THE HEDGEOPACALYPSE!!!... Nothing but mutant mealies survive!!
The wise old sage hedgehog who tells of ancient prophesy...
The young and daring, handsome hedgie, who wants to win the girl...
The heroine hedgie who leads a group of hoglets to safely...
The mischeivous teenage hedgies who stumble upon the answer to all hedgehogs questions!!!


----------



## tie-dye hedgie (Dec 19, 2009)

:lol: :lol: :lol: <<< Too both of the posts above!


----------



## jinglesharks (Jun 15, 2010)

PJM said:


> THE HEDGEOPACALYPSE!!!... Nothing but mutant mealies survive!!
> The wise old sage hedgehog who tells of ancient prophesy...
> The young and daring, handsome hedgie, who wants to win the girl...
> The heroine hedgie who leads a group of hoglets to safely...
> The mischeivous teenage hedgies who stumble upon the answer to all hedgehogs questions!!!


Okay, now I definitely want to write an epic novel about hedgehogs. Like the hedgehog version of Watership Down or something. Staring Pepper, of course.


----------



## PJM (May 7, 2010)

jinglesharks said:


> Okay, now I definitely want to write an epic novel about hedgehogs. Like the hedgehog version of Watership Down or something. Staring Pepper, of course.


I loved Watership Down! I would totally read it. 


caramelcarebr said:


> that the picture on the top of the site looks like some kind of hedgehog apocalypse.
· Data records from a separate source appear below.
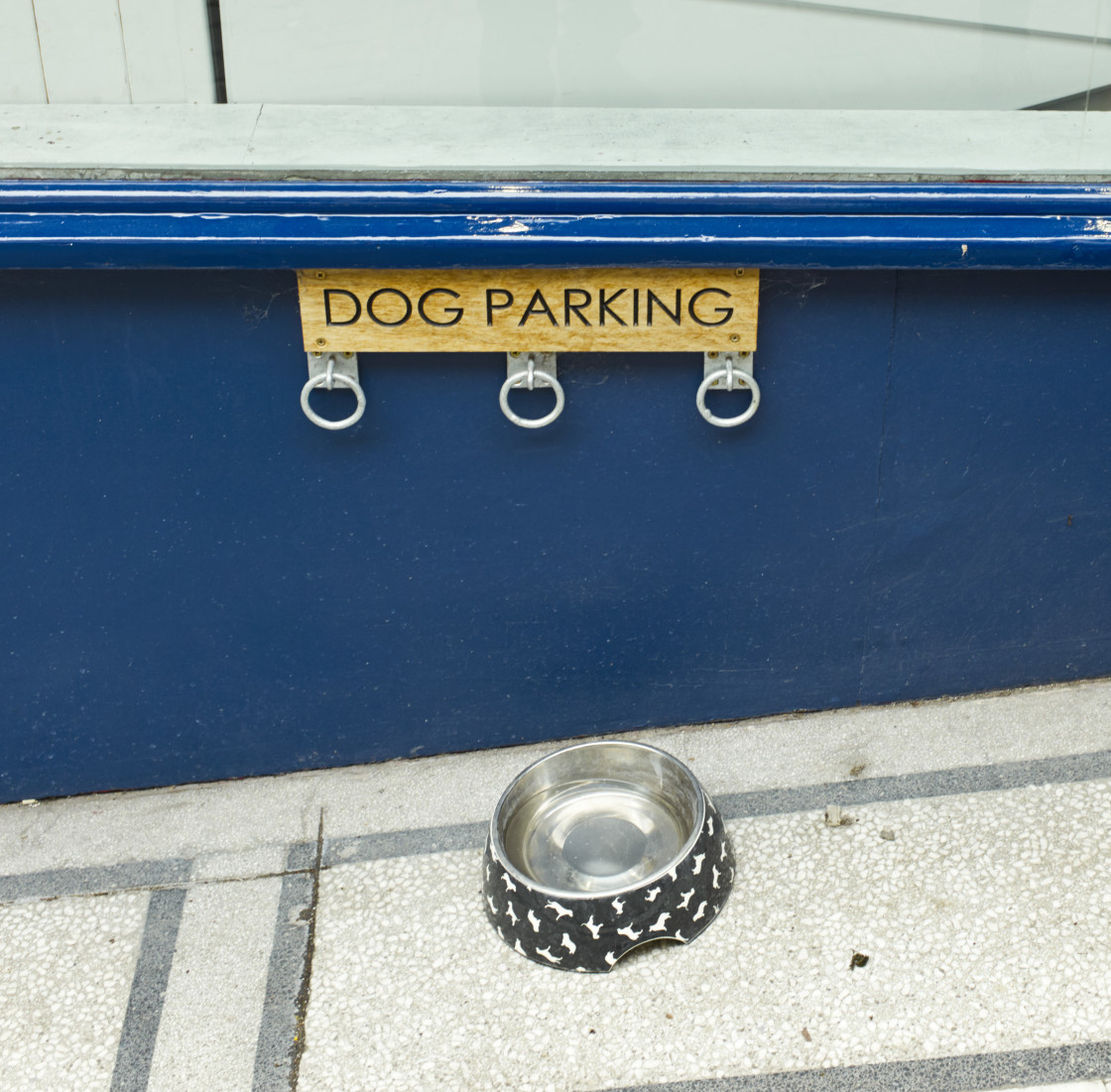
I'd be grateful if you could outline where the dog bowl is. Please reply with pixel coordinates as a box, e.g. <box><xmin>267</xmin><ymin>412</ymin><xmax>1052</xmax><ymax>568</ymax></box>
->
<box><xmin>482</xmin><ymin>740</ymin><xmax>733</xmax><ymax>971</ymax></box>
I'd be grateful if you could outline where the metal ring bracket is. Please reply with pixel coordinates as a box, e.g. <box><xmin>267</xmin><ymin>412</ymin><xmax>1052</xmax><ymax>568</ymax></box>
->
<box><xmin>302</xmin><ymin>352</ymin><xmax>367</xmax><ymax>432</ymax></box>
<box><xmin>694</xmin><ymin>352</ymin><xmax>760</xmax><ymax>428</ymax></box>
<box><xmin>498</xmin><ymin>352</ymin><xmax>564</xmax><ymax>428</ymax></box>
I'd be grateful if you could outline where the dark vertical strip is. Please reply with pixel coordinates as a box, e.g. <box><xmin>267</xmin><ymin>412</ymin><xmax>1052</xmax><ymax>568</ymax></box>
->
<box><xmin>207</xmin><ymin>0</ymin><xmax>228</xmax><ymax>102</ymax></box>
<box><xmin>857</xmin><ymin>270</ymin><xmax>899</xmax><ymax>705</ymax></box>
<box><xmin>112</xmin><ymin>888</ymin><xmax>187</xmax><ymax>1092</ymax></box>
<box><xmin>251</xmin><ymin>826</ymin><xmax>323</xmax><ymax>1092</ymax></box>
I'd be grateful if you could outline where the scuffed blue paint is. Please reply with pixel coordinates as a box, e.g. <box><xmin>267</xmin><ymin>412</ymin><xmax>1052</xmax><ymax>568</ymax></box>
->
<box><xmin>0</xmin><ymin>182</ymin><xmax>1111</xmax><ymax>269</ymax></box>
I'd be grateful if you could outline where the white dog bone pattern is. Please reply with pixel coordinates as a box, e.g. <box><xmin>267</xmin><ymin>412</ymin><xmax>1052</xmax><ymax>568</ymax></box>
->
<box><xmin>483</xmin><ymin>799</ymin><xmax>734</xmax><ymax>972</ymax></box>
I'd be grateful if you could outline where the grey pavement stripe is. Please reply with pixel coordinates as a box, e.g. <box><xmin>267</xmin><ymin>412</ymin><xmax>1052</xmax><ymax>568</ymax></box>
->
<box><xmin>324</xmin><ymin>823</ymin><xmax>489</xmax><ymax>868</ymax></box>
<box><xmin>0</xmin><ymin>751</ymin><xmax>1111</xmax><ymax>904</ymax></box>
<box><xmin>0</xmin><ymin>858</ymin><xmax>192</xmax><ymax>902</ymax></box>
<box><xmin>714</xmin><ymin>751</ymin><xmax>1111</xmax><ymax>818</ymax></box>
<box><xmin>618</xmin><ymin>1042</ymin><xmax>1111</xmax><ymax>1092</ymax></box>
<box><xmin>111</xmin><ymin>888</ymin><xmax>186</xmax><ymax>1092</ymax></box>
<box><xmin>251</xmin><ymin>842</ymin><xmax>318</xmax><ymax>1092</ymax></box>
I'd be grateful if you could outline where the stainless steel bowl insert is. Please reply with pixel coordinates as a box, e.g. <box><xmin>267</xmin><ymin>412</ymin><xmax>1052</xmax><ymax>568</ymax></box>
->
<box><xmin>490</xmin><ymin>740</ymin><xmax>704</xmax><ymax>897</ymax></box>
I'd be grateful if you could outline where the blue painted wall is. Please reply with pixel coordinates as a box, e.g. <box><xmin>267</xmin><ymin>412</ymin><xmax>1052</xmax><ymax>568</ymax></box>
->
<box><xmin>0</xmin><ymin>270</ymin><xmax>1111</xmax><ymax>798</ymax></box>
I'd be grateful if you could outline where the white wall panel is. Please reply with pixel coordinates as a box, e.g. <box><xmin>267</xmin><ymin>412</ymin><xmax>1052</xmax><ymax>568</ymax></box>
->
<box><xmin>35</xmin><ymin>0</ymin><xmax>131</xmax><ymax>103</ymax></box>
<box><xmin>221</xmin><ymin>0</ymin><xmax>1111</xmax><ymax>110</ymax></box>
<box><xmin>0</xmin><ymin>0</ymin><xmax>47</xmax><ymax>102</ymax></box>
<box><xmin>120</xmin><ymin>0</ymin><xmax>215</xmax><ymax>102</ymax></box>
<box><xmin>795</xmin><ymin>0</ymin><xmax>1111</xmax><ymax>38</ymax></box>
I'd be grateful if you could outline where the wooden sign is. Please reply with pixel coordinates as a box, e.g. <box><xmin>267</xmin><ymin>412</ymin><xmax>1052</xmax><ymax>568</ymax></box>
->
<box><xmin>297</xmin><ymin>269</ymin><xmax>760</xmax><ymax>352</ymax></box>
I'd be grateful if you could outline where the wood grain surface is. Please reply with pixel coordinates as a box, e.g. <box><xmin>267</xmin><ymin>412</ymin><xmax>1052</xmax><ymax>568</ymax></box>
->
<box><xmin>297</xmin><ymin>269</ymin><xmax>760</xmax><ymax>352</ymax></box>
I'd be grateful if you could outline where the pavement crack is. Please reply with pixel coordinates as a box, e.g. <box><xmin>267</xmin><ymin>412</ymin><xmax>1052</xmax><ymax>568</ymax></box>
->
<box><xmin>289</xmin><ymin>807</ymin><xmax>324</xmax><ymax>1092</ymax></box>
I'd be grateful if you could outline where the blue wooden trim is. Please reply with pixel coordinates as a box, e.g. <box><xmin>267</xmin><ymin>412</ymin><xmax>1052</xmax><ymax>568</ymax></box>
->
<box><xmin>0</xmin><ymin>182</ymin><xmax>1111</xmax><ymax>269</ymax></box>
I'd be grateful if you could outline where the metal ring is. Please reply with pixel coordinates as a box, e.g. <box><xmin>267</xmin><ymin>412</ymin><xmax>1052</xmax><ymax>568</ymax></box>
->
<box><xmin>694</xmin><ymin>365</ymin><xmax>760</xmax><ymax>428</ymax></box>
<box><xmin>302</xmin><ymin>369</ymin><xmax>367</xmax><ymax>431</ymax></box>
<box><xmin>498</xmin><ymin>361</ymin><xmax>563</xmax><ymax>428</ymax></box>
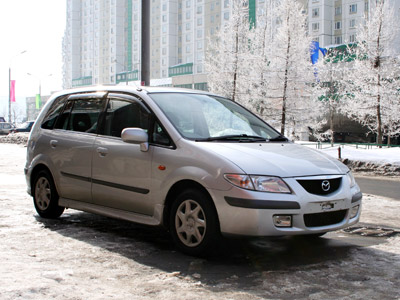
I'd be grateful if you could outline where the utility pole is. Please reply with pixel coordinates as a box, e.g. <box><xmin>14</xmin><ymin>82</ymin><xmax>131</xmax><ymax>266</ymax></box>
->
<box><xmin>140</xmin><ymin>0</ymin><xmax>151</xmax><ymax>86</ymax></box>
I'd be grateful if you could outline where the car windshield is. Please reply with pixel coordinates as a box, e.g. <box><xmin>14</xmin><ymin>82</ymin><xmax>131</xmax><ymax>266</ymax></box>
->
<box><xmin>150</xmin><ymin>93</ymin><xmax>287</xmax><ymax>142</ymax></box>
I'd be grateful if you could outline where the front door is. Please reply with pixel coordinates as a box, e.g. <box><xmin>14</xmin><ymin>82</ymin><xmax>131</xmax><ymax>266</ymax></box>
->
<box><xmin>46</xmin><ymin>94</ymin><xmax>105</xmax><ymax>202</ymax></box>
<box><xmin>92</xmin><ymin>94</ymin><xmax>153</xmax><ymax>215</ymax></box>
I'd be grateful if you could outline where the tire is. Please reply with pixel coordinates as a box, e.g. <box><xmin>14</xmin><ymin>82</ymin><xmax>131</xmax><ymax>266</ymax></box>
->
<box><xmin>33</xmin><ymin>170</ymin><xmax>64</xmax><ymax>219</ymax></box>
<box><xmin>169</xmin><ymin>189</ymin><xmax>220</xmax><ymax>256</ymax></box>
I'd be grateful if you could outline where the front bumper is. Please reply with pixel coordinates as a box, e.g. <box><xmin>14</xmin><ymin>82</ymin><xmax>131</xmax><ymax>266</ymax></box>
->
<box><xmin>209</xmin><ymin>179</ymin><xmax>362</xmax><ymax>236</ymax></box>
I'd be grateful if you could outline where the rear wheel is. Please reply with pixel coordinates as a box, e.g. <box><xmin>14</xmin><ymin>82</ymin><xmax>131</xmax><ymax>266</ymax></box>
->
<box><xmin>169</xmin><ymin>189</ymin><xmax>219</xmax><ymax>255</ymax></box>
<box><xmin>33</xmin><ymin>170</ymin><xmax>64</xmax><ymax>219</ymax></box>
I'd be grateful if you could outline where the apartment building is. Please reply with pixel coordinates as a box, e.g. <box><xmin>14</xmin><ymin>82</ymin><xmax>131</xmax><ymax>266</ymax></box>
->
<box><xmin>308</xmin><ymin>0</ymin><xmax>400</xmax><ymax>47</ymax></box>
<box><xmin>63</xmin><ymin>0</ymin><xmax>400</xmax><ymax>89</ymax></box>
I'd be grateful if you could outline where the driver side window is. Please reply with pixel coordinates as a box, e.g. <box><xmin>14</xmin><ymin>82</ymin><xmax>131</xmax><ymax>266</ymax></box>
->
<box><xmin>104</xmin><ymin>99</ymin><xmax>150</xmax><ymax>137</ymax></box>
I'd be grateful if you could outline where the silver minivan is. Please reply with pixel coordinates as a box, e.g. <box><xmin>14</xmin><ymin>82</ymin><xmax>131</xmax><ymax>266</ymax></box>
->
<box><xmin>25</xmin><ymin>86</ymin><xmax>362</xmax><ymax>255</ymax></box>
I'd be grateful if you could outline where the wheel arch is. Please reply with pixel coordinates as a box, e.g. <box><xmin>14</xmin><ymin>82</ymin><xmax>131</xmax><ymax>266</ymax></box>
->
<box><xmin>163</xmin><ymin>179</ymin><xmax>220</xmax><ymax>229</ymax></box>
<box><xmin>29</xmin><ymin>164</ymin><xmax>57</xmax><ymax>195</ymax></box>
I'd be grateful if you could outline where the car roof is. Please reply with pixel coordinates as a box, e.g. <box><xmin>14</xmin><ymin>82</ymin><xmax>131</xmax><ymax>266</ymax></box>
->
<box><xmin>54</xmin><ymin>85</ymin><xmax>219</xmax><ymax>96</ymax></box>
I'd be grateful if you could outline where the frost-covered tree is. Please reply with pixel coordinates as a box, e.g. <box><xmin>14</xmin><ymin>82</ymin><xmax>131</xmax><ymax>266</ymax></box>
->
<box><xmin>205</xmin><ymin>0</ymin><xmax>250</xmax><ymax>102</ymax></box>
<box><xmin>344</xmin><ymin>1</ymin><xmax>399</xmax><ymax>144</ymax></box>
<box><xmin>313</xmin><ymin>48</ymin><xmax>349</xmax><ymax>146</ymax></box>
<box><xmin>267</xmin><ymin>0</ymin><xmax>313</xmax><ymax>134</ymax></box>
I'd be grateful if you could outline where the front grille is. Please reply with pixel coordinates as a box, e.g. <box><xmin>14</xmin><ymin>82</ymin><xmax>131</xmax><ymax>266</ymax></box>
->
<box><xmin>304</xmin><ymin>210</ymin><xmax>347</xmax><ymax>227</ymax></box>
<box><xmin>297</xmin><ymin>177</ymin><xmax>342</xmax><ymax>195</ymax></box>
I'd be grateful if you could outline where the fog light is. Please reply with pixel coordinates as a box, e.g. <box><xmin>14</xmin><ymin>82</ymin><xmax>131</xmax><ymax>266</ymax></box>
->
<box><xmin>350</xmin><ymin>205</ymin><xmax>360</xmax><ymax>219</ymax></box>
<box><xmin>273</xmin><ymin>215</ymin><xmax>292</xmax><ymax>227</ymax></box>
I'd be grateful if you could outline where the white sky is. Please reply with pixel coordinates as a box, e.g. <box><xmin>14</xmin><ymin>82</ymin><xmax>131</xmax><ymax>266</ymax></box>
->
<box><xmin>0</xmin><ymin>0</ymin><xmax>66</xmax><ymax>116</ymax></box>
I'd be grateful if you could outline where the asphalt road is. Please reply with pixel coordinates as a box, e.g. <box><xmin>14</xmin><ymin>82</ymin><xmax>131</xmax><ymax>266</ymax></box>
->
<box><xmin>355</xmin><ymin>175</ymin><xmax>400</xmax><ymax>201</ymax></box>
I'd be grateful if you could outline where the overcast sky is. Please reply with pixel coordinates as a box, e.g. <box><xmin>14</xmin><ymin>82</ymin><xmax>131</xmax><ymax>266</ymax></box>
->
<box><xmin>0</xmin><ymin>0</ymin><xmax>66</xmax><ymax>115</ymax></box>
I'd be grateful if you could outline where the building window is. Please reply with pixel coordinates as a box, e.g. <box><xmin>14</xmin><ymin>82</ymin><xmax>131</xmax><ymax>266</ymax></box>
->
<box><xmin>335</xmin><ymin>36</ymin><xmax>342</xmax><ymax>44</ymax></box>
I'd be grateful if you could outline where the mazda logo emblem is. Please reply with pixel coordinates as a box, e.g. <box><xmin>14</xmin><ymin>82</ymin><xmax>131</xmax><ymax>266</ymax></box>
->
<box><xmin>321</xmin><ymin>180</ymin><xmax>331</xmax><ymax>192</ymax></box>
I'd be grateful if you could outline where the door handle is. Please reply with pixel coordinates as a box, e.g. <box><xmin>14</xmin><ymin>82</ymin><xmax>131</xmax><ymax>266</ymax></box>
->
<box><xmin>96</xmin><ymin>147</ymin><xmax>108</xmax><ymax>157</ymax></box>
<box><xmin>50</xmin><ymin>140</ymin><xmax>58</xmax><ymax>149</ymax></box>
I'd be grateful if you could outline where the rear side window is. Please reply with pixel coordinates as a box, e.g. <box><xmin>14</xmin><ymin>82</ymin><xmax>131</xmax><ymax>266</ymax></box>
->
<box><xmin>42</xmin><ymin>98</ymin><xmax>66</xmax><ymax>129</ymax></box>
<box><xmin>55</xmin><ymin>99</ymin><xmax>104</xmax><ymax>133</ymax></box>
<box><xmin>104</xmin><ymin>99</ymin><xmax>150</xmax><ymax>137</ymax></box>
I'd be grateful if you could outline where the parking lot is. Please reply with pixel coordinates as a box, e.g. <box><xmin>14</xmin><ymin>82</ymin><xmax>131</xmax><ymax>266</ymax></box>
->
<box><xmin>0</xmin><ymin>144</ymin><xmax>400</xmax><ymax>299</ymax></box>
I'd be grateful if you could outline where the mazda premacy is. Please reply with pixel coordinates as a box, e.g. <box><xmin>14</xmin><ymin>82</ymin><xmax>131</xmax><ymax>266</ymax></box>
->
<box><xmin>25</xmin><ymin>86</ymin><xmax>362</xmax><ymax>255</ymax></box>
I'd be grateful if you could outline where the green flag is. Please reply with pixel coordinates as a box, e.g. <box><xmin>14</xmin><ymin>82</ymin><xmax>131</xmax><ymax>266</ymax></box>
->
<box><xmin>36</xmin><ymin>94</ymin><xmax>42</xmax><ymax>109</ymax></box>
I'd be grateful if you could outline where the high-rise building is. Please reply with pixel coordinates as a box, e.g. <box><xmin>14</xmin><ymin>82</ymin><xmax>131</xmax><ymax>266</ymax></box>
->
<box><xmin>308</xmin><ymin>0</ymin><xmax>400</xmax><ymax>47</ymax></box>
<box><xmin>63</xmin><ymin>0</ymin><xmax>400</xmax><ymax>89</ymax></box>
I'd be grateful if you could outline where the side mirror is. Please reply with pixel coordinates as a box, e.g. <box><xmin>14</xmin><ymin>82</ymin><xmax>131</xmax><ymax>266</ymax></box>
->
<box><xmin>121</xmin><ymin>128</ymin><xmax>149</xmax><ymax>152</ymax></box>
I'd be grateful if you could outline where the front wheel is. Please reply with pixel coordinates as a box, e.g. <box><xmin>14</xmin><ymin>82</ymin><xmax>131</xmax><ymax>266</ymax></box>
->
<box><xmin>33</xmin><ymin>170</ymin><xmax>64</xmax><ymax>219</ymax></box>
<box><xmin>169</xmin><ymin>189</ymin><xmax>219</xmax><ymax>256</ymax></box>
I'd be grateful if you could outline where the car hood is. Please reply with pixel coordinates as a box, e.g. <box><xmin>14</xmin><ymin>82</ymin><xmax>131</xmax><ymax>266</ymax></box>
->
<box><xmin>197</xmin><ymin>142</ymin><xmax>348</xmax><ymax>177</ymax></box>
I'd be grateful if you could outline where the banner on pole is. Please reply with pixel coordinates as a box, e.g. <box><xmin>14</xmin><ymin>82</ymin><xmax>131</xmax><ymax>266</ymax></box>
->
<box><xmin>10</xmin><ymin>80</ymin><xmax>15</xmax><ymax>102</ymax></box>
<box><xmin>36</xmin><ymin>94</ymin><xmax>42</xmax><ymax>109</ymax></box>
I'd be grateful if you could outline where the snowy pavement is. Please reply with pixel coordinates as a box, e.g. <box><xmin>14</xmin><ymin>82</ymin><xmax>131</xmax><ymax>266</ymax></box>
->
<box><xmin>0</xmin><ymin>144</ymin><xmax>400</xmax><ymax>300</ymax></box>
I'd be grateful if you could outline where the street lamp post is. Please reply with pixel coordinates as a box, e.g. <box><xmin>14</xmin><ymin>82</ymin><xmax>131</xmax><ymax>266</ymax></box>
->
<box><xmin>113</xmin><ymin>59</ymin><xmax>128</xmax><ymax>85</ymax></box>
<box><xmin>26</xmin><ymin>73</ymin><xmax>53</xmax><ymax>111</ymax></box>
<box><xmin>8</xmin><ymin>50</ymin><xmax>26</xmax><ymax>123</ymax></box>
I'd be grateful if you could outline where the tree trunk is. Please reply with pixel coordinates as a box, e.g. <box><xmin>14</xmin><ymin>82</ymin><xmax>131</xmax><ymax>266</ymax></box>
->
<box><xmin>232</xmin><ymin>24</ymin><xmax>239</xmax><ymax>101</ymax></box>
<box><xmin>281</xmin><ymin>13</ymin><xmax>290</xmax><ymax>135</ymax></box>
<box><xmin>374</xmin><ymin>5</ymin><xmax>383</xmax><ymax>145</ymax></box>
<box><xmin>329</xmin><ymin>103</ymin><xmax>335</xmax><ymax>147</ymax></box>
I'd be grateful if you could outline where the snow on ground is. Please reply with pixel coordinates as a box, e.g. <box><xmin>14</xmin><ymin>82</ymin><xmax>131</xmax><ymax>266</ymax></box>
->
<box><xmin>296</xmin><ymin>141</ymin><xmax>400</xmax><ymax>166</ymax></box>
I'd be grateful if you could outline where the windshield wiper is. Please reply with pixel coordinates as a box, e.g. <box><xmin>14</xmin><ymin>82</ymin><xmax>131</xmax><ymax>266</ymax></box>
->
<box><xmin>195</xmin><ymin>134</ymin><xmax>267</xmax><ymax>143</ymax></box>
<box><xmin>268</xmin><ymin>135</ymin><xmax>288</xmax><ymax>142</ymax></box>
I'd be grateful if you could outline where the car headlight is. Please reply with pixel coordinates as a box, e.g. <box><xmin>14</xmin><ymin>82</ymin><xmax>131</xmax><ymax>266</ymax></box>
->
<box><xmin>347</xmin><ymin>171</ymin><xmax>356</xmax><ymax>188</ymax></box>
<box><xmin>224</xmin><ymin>174</ymin><xmax>291</xmax><ymax>194</ymax></box>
I will never again be able to look at the site without thinking of that. 
I think the wise old hedgie is the one on the upper left. Handsome, hero hedgie on the right, obviously heroine hedgie rescuing hoglets on the lower left and teenagers on the right. 
I think I would watch a movie if that was the poster for it. I wonder who would be the voices for each character?


----------



## Tomato (Aug 8, 2010)

I admit I had similar thoughts when I first saw this site. It's not as welcoming as it should be? Does it have anything to do with the site owner/admin, after all "Reaper" is kind of grim too! 

If you've been in the chatroom, this image fits with this thread... how awful! lol :lol:


----------



## caramelcarebr (Aug 31, 2010)

> I will never again be able to look at the site without thinking of that.
> I think the wise old hedgie is the one on the upper left. Handsome, hero hedgie on the right, obviously heroine hedgie rescuing hoglets on the lower left and teenagers on the right.
> I think I would watch a movie if that was the poster for it. I wonder who would be the voices for each character?


Hahaha, perfect breakdown!


----------